Re: Known and unfixed active data loss bug in MM + XFS with large folios since Dec 2021 (any kernel from 6.1 upwards)

Linus Torvalds <torvalds@xxxxxxxxxxxxxxxxxxxx> · Mon, 30 Sep 2024 11:46:30 -0700

On Mon, 30 Sept 2024 at 10:35, Christian Theune <ct@xxxxxxxxxxxxxxx> wrote:
>
> Sep 27 00:51:20 <redactedhostname>13 kernel:  folio_wait_bit_common+0x13f/0x340
> Sep 27 00:51:20 <redactedhostname>13 kernel:  folio_wait_writeback+0x2b/0x80

Gaah. Every single case you point to is that folio_wait_writeback() case.

And this might be an old old annoyance.

folio_wait_writeback() is insane. It does

        while (folio_test_writeback(folio)) {
                trace_folio_wait_writeback(folio, folio_mapping(folio));
                folio_wait_bit(folio, PG_writeback);
        }

and the reason that is insane is that PG_writeback isn't some kind of
exclusive state. So folio_wait_bit() will return once somebody has
ended writeback, but *new* writeback can easily have been started
afterwards. So then we go back to wait...

And even after it eventually returns (possibly after having waited for
hundreds of other processes writing back that folio - imagine lots of
other threads doing writes to it and 'fdatasync()' or whatever) the
caller *still* can't actually assume that the writeback bit is clear,
because somebody else might have started writeback again.

Anyway, it's insane, but it's insane for a *reason*. We've tried to
fix this before, long before it was a folio op. See commit
c2407cf7d22d ("mm: make wait_on_page_writeback() wait for multiple
pending writebacks").

IOW, this code is known-broken and might have extreme unfairness
issues (although I had blissfully forgotten about it), because while
the actual writeback *bit* itself is set and cleared atomically, the
wakeup for the bit is asynchronous and can be delayed almost
arbitrarily, so you can get basically spurious wakeups that were from
a previous bit clear.

So the "wait many times" is crazy, but it's sadly a necessary crazy as
things are right now.

Now, many callers hold the page lock while doing this, and in that
case new writeback cases shouldn't happen, and so repeating the loop
should be extremely limited.

But "many" is not "all". For example, __filemap_fdatawait_range() very
much doesn't hold the lock on the pages it waits for, so afaik this
can cause that unfairness and starvation issue.

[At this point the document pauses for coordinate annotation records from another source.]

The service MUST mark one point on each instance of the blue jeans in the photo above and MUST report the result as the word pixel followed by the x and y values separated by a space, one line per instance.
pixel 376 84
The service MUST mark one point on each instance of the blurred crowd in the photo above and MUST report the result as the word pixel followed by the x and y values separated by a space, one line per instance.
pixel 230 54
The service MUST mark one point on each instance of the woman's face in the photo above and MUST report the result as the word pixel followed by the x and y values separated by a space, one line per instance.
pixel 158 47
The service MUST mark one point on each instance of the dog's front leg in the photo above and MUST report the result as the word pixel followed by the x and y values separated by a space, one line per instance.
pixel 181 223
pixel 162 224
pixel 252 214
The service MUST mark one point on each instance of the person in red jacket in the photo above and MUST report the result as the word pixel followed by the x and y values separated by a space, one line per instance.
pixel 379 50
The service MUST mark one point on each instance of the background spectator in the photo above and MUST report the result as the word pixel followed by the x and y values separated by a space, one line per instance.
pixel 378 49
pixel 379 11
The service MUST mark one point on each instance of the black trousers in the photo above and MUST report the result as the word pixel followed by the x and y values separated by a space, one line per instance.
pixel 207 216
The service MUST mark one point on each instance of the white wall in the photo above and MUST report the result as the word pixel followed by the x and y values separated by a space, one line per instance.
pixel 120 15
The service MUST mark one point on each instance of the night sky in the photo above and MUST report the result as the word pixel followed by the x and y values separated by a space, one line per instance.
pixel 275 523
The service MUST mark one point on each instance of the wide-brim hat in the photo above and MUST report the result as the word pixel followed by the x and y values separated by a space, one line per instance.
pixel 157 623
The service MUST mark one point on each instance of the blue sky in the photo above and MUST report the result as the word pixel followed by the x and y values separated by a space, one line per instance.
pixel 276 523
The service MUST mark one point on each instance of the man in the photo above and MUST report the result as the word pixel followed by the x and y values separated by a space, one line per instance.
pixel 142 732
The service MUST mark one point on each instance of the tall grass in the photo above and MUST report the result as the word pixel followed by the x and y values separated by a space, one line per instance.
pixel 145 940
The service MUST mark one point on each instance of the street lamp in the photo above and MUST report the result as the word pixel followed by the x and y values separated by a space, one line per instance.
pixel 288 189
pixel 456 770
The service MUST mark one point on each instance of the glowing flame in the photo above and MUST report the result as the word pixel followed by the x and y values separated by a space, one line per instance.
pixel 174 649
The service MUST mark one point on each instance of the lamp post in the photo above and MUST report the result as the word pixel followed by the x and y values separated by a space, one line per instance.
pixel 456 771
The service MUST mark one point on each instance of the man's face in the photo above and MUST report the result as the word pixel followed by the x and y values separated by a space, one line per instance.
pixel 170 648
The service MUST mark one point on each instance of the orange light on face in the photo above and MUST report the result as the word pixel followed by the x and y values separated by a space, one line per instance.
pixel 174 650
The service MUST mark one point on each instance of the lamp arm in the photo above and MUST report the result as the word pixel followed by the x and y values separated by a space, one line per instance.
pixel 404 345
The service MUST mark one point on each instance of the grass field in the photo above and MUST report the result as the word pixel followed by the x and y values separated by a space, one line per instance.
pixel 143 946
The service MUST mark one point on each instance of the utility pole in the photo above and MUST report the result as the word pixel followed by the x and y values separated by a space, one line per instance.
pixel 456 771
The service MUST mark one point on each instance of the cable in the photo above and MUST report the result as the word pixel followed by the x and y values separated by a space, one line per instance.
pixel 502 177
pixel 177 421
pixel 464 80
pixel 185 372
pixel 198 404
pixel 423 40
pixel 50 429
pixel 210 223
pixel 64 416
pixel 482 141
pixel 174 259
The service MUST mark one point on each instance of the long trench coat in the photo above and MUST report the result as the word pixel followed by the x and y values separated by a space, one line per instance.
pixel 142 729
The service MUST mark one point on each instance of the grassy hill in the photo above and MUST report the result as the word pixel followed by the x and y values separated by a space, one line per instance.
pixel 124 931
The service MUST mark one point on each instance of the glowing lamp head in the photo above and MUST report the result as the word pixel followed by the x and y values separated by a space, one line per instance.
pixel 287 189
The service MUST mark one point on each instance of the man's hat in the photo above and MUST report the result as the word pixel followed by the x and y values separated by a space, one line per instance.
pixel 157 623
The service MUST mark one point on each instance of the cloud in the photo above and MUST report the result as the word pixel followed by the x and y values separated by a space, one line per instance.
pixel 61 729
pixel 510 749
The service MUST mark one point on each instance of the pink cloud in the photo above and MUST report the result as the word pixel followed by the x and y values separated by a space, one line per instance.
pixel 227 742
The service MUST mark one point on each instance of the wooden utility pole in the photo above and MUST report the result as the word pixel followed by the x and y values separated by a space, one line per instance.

That said, while every one of your traces are for that
folio_wait_writeback(), the last one is for the truncate case, and
that one *does* hold the page lock and so shouldn't see this potential
unfairness issue.

So the code here is questionable, and might cause some issues, but the
starvation of folio_wait_writeback() can't explain _all_ the cases you
see.

                  Linus